Boeing (NYSE: BA) said 33,500 commercial planes will be sold between now and 2030. An affirmation of its forecast was a $22.4 billion deal with Lion Air, the Indonesian carrier. PT Lion Mentari Airlines, as the airline is officially known, will buy 230 model 737s. The plane is the workhorse of the Boeing fleet. The order is the largest ever by Lion Air. It shows how quickly nations outside of the developed world and the most powerful economies in Asia have progressed economically. It also shows the extent to which the Indonesian government is willing to overlook a business that has a poor record for safety, probably to make sure that one of its burgeoning industries can grow uninterrupted.
Indonesia has a nominal GDP of just over $706 billion, which makes it smaller than the Netherlands or Turkey. But its population size is fourth among all nations at 237 million. The growth of that population from 91 million in 1960 is impressive. And the size of its economy has increased well over 6% in the past two years, a rate just slightly below India’s. One of the things that makes the nation unique is that it covers more than 1,000 inhabited islands, which makes air travel nearly essential to its recently modernized economy.
None of the data about Indonesia explains how an airline based there can spend more than $22 billion on airplanes. The financial risk to firms that fund the plane order is high because the nation’s movement to the top of the national GDP chain is years away.
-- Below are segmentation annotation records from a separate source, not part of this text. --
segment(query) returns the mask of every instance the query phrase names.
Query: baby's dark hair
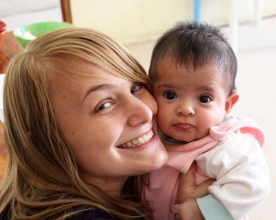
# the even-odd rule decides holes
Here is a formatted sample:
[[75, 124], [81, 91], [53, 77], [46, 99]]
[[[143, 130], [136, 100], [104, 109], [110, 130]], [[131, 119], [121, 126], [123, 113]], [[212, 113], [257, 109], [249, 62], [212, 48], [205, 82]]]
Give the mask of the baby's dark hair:
[[187, 68], [216, 65], [224, 74], [229, 93], [236, 89], [237, 59], [221, 30], [207, 24], [179, 22], [157, 41], [151, 57], [149, 77], [159, 62], [170, 57]]

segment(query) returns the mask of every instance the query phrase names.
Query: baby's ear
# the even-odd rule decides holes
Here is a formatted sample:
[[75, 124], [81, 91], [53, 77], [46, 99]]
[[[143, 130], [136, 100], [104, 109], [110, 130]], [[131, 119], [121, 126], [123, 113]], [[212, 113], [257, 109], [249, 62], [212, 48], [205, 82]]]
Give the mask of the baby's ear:
[[225, 102], [225, 111], [229, 113], [238, 100], [239, 94], [236, 91], [232, 93], [227, 98], [226, 102]]

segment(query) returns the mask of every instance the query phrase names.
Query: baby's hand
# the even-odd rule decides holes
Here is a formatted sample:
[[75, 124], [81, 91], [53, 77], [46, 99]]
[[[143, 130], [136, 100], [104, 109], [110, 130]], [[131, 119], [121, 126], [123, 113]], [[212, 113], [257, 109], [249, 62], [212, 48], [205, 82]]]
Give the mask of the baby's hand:
[[177, 193], [178, 203], [188, 199], [201, 198], [209, 194], [208, 187], [212, 185], [215, 180], [209, 179], [199, 185], [195, 185], [195, 165], [194, 162], [185, 174], [180, 174]]
[[180, 204], [172, 205], [170, 211], [175, 214], [177, 220], [204, 220], [194, 199], [188, 199]]

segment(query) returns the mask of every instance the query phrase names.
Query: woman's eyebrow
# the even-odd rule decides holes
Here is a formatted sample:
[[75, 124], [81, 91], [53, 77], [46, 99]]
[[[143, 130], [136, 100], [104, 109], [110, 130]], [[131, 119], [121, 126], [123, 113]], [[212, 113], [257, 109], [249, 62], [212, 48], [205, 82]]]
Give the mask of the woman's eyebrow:
[[112, 89], [114, 87], [115, 87], [115, 85], [108, 84], [108, 83], [101, 84], [99, 85], [92, 86], [86, 91], [82, 102], [83, 102], [85, 100], [85, 99], [86, 98], [86, 97], [93, 91], [98, 91], [98, 90], [102, 90], [102, 89]]

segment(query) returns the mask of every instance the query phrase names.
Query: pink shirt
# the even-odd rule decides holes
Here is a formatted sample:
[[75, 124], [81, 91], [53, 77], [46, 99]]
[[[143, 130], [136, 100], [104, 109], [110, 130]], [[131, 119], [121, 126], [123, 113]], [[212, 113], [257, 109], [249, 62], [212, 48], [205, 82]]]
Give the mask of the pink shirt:
[[[250, 118], [237, 116], [229, 116], [228, 119], [220, 125], [212, 127], [210, 129], [210, 134], [200, 140], [183, 145], [165, 145], [169, 155], [167, 165], [150, 174], [141, 176], [141, 181], [139, 183], [141, 185], [141, 198], [153, 210], [153, 219], [174, 219], [174, 215], [170, 212], [170, 208], [176, 203], [179, 172], [186, 173], [199, 155], [215, 148], [226, 140], [226, 143], [230, 145], [229, 149], [232, 148], [230, 145], [235, 143], [236, 134], [250, 134], [252, 135], [248, 136], [250, 138], [253, 139], [255, 137], [257, 140], [257, 142], [255, 142], [257, 145], [252, 147], [261, 149], [259, 147], [264, 145], [264, 133], [256, 123]], [[233, 140], [229, 141], [229, 136], [234, 137]], [[255, 147], [256, 145], [257, 147]], [[239, 154], [237, 155], [239, 156]], [[225, 169], [225, 167], [223, 169]], [[227, 175], [227, 173], [228, 172], [226, 172], [225, 175]], [[215, 178], [217, 178], [215, 176]], [[209, 177], [197, 166], [196, 183], [200, 184], [208, 178]], [[224, 203], [224, 201], [221, 200], [224, 199], [218, 199], [226, 205], [226, 208], [231, 207], [228, 205], [227, 201]], [[232, 215], [231, 210], [228, 211]]]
There are two likely explanations for the ability of Lion Air to expand so quickly. The first is that its revenue has grown rapidly, which makes the gamble to firms that would loan it money for expansion reasonable. The carrier is only 12 years old and it already serves 60 cities.
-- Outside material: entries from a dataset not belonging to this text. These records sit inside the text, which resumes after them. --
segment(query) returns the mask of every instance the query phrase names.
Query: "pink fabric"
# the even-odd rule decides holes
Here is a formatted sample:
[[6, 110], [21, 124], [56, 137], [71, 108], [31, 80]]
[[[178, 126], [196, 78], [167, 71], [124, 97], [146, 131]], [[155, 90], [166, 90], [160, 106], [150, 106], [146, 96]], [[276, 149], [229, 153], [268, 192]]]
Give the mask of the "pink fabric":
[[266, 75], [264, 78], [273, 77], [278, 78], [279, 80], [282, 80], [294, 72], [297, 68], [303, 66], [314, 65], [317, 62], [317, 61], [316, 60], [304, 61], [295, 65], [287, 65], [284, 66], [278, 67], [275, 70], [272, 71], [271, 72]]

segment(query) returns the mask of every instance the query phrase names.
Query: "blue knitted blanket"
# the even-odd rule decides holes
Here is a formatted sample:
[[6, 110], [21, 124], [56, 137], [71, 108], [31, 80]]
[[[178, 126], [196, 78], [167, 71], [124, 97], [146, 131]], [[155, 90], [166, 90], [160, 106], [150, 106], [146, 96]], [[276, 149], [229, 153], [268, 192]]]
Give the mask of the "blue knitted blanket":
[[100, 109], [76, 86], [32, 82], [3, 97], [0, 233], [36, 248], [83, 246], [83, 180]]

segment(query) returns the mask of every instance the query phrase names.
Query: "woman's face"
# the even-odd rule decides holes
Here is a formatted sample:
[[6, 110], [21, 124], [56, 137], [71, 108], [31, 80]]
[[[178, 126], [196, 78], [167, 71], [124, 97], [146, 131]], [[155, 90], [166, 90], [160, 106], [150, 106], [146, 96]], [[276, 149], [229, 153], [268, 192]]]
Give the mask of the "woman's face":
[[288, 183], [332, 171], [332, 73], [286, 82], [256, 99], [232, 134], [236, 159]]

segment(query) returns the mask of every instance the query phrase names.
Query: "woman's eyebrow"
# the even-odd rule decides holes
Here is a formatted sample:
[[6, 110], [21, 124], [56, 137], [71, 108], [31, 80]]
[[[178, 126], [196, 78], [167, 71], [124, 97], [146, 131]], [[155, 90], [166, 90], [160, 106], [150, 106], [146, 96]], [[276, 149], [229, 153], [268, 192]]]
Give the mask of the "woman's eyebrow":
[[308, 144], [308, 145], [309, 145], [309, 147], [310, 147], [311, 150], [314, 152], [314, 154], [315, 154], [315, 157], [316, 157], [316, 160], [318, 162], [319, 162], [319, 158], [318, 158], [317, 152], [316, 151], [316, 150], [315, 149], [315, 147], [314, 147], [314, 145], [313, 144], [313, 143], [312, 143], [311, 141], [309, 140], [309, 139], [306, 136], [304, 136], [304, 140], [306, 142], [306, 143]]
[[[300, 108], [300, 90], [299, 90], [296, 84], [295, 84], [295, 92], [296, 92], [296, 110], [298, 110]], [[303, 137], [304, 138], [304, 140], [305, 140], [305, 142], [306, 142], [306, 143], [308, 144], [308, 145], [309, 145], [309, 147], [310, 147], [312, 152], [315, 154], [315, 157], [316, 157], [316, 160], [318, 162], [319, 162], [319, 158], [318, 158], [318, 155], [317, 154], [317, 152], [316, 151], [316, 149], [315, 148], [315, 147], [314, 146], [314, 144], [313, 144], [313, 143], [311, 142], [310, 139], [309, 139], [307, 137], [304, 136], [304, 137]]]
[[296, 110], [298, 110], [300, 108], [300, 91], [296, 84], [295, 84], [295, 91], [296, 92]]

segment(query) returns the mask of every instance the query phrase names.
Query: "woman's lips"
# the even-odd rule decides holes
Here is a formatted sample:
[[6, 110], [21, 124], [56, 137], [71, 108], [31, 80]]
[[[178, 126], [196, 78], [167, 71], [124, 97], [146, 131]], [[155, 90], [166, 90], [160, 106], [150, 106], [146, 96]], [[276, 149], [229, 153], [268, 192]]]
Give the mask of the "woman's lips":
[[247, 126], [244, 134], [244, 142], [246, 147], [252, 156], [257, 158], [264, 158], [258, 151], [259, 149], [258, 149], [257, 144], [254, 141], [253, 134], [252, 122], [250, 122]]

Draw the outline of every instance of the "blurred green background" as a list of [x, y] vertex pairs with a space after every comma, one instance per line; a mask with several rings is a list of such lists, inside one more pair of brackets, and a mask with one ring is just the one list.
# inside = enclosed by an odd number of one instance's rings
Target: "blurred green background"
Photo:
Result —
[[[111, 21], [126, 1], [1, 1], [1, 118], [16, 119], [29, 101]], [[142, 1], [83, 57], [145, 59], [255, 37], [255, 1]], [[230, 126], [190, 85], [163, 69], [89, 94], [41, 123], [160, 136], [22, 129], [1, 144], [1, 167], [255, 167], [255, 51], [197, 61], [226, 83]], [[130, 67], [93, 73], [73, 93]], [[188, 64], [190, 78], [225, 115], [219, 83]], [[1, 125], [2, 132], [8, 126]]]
The second reason is troubling. Lion Air has a poor safety record. It cannot fly to EU nations because of concerns. The International Air Transport Association, the industry’s primary alliance, will not grant Lion Air’s application for membership. The reason, again, is safety.
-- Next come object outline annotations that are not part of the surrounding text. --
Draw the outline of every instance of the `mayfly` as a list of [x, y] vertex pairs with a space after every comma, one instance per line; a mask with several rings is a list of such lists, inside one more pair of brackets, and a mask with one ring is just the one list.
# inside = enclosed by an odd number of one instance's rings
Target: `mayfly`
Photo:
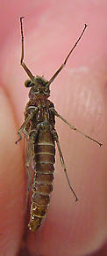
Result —
[[[69, 56], [82, 38], [87, 25], [84, 25], [84, 28], [80, 37], [74, 47], [70, 49], [68, 55], [64, 60], [64, 63], [60, 66], [50, 80], [46, 80], [43, 77], [38, 75], [36, 77], [33, 76], [26, 64], [24, 63], [23, 18], [24, 17], [20, 18], [22, 47], [20, 64], [30, 78], [30, 79], [27, 79], [25, 82], [25, 87], [31, 87], [31, 89], [29, 92], [30, 100], [26, 104], [25, 111], [25, 122], [18, 130], [18, 134], [19, 139], [16, 141], [16, 144], [21, 140], [22, 132], [28, 142], [26, 159], [27, 169], [30, 168], [31, 154], [33, 162], [33, 181], [32, 184], [32, 194], [30, 222], [28, 226], [31, 230], [35, 231], [41, 225], [42, 220], [46, 215], [50, 200], [50, 193], [53, 191], [54, 170], [54, 164], [55, 162], [55, 142], [58, 147], [61, 166], [64, 169], [69, 188], [73, 192], [75, 200], [78, 200], [70, 184], [59, 142], [59, 137], [54, 128], [55, 116], [64, 121], [71, 129], [96, 142], [99, 146], [102, 146], [102, 143], [84, 134], [74, 125], [71, 125], [55, 110], [54, 103], [48, 100], [48, 97], [50, 96], [50, 85], [66, 65]], [[30, 172], [28, 174], [30, 176]]]

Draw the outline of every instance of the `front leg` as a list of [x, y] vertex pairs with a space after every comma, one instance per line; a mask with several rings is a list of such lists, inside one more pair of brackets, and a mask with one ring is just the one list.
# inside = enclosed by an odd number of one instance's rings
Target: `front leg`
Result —
[[28, 108], [28, 110], [30, 110], [30, 114], [18, 130], [18, 135], [19, 139], [15, 142], [16, 144], [22, 139], [21, 132], [25, 136], [27, 139], [29, 139], [29, 132], [26, 131], [26, 125], [33, 118], [33, 116], [38, 111], [38, 108], [32, 106]]

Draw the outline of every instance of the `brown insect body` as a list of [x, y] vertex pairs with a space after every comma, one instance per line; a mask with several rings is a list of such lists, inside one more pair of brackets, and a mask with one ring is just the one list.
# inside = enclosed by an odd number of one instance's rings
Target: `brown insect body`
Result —
[[[20, 18], [22, 39], [22, 53], [20, 64], [30, 78], [30, 79], [25, 82], [25, 85], [26, 87], [31, 87], [31, 90], [29, 93], [30, 101], [28, 102], [25, 111], [25, 122], [18, 130], [18, 134], [19, 139], [16, 141], [16, 144], [22, 139], [21, 133], [23, 133], [28, 141], [25, 165], [29, 177], [28, 188], [30, 188], [30, 186], [32, 188], [32, 204], [29, 228], [32, 231], [35, 231], [40, 226], [42, 220], [46, 215], [50, 200], [50, 193], [53, 190], [54, 170], [54, 164], [55, 162], [54, 142], [57, 144], [61, 163], [65, 172], [69, 188], [73, 192], [75, 200], [77, 201], [78, 200], [68, 177], [66, 165], [59, 142], [59, 137], [54, 129], [54, 117], [58, 117], [71, 129], [96, 142], [99, 146], [102, 146], [102, 143], [83, 133], [75, 126], [70, 124], [55, 110], [54, 103], [47, 99], [50, 96], [50, 84], [54, 80], [60, 72], [66, 65], [69, 56], [82, 38], [87, 25], [85, 24], [80, 37], [70, 49], [66, 59], [64, 60], [64, 63], [60, 66], [60, 68], [53, 75], [49, 81], [47, 81], [43, 77], [33, 76], [26, 64], [24, 63], [24, 34], [22, 19], [23, 17]], [[31, 162], [32, 162], [33, 166], [33, 178], [32, 184], [30, 174]]]
[[[41, 78], [42, 82], [43, 78]], [[39, 80], [40, 82], [40, 80]], [[32, 185], [32, 205], [29, 228], [36, 230], [46, 215], [50, 201], [50, 193], [53, 191], [54, 163], [55, 162], [55, 147], [54, 132], [54, 115], [51, 111], [54, 103], [47, 100], [48, 94], [44, 94], [44, 87], [32, 87], [30, 91], [30, 101], [26, 105], [25, 120], [29, 111], [36, 113], [26, 127], [32, 147], [33, 159], [33, 183]], [[28, 114], [27, 114], [28, 113]]]

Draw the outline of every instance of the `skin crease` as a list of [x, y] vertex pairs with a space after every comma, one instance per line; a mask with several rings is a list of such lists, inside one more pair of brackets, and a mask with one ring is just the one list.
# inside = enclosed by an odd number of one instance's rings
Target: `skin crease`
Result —
[[[105, 1], [1, 1], [0, 87], [0, 248], [1, 255], [107, 255], [106, 246], [106, 77]], [[81, 11], [80, 11], [81, 10]], [[76, 13], [76, 15], [75, 15]], [[26, 177], [24, 143], [17, 132], [28, 101], [28, 79], [19, 65], [24, 15], [25, 62], [35, 75], [50, 79], [89, 25], [67, 66], [51, 85], [50, 100], [70, 124], [102, 142], [71, 131], [61, 120], [56, 129], [75, 202], [56, 154], [55, 178], [48, 215], [41, 230], [25, 225]], [[5, 20], [6, 17], [6, 20]], [[25, 233], [24, 239], [23, 234]], [[101, 249], [102, 247], [102, 249]], [[100, 251], [99, 251], [100, 250]], [[97, 251], [97, 252], [94, 252]], [[92, 253], [92, 254], [91, 254]]]

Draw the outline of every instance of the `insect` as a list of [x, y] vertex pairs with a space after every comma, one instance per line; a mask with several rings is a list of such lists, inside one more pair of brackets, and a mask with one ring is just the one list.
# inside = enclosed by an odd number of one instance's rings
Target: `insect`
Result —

The Indonesian government has decided it will turn a blind eye to the safety risk of Lion Air’s operation. The government could obviously ground part or all of its fleet. But such an action would put a large Indonesia company at financial risk. A suspension of flights would also mean Indonesia would be willing to admit that Lion has severe problems. The public relations effect on the nation and the carrier would be bad.
Lion Air has set its deal with Boeing because it can get the money to do so, and because the Indonesian government is willing to put growth over safety.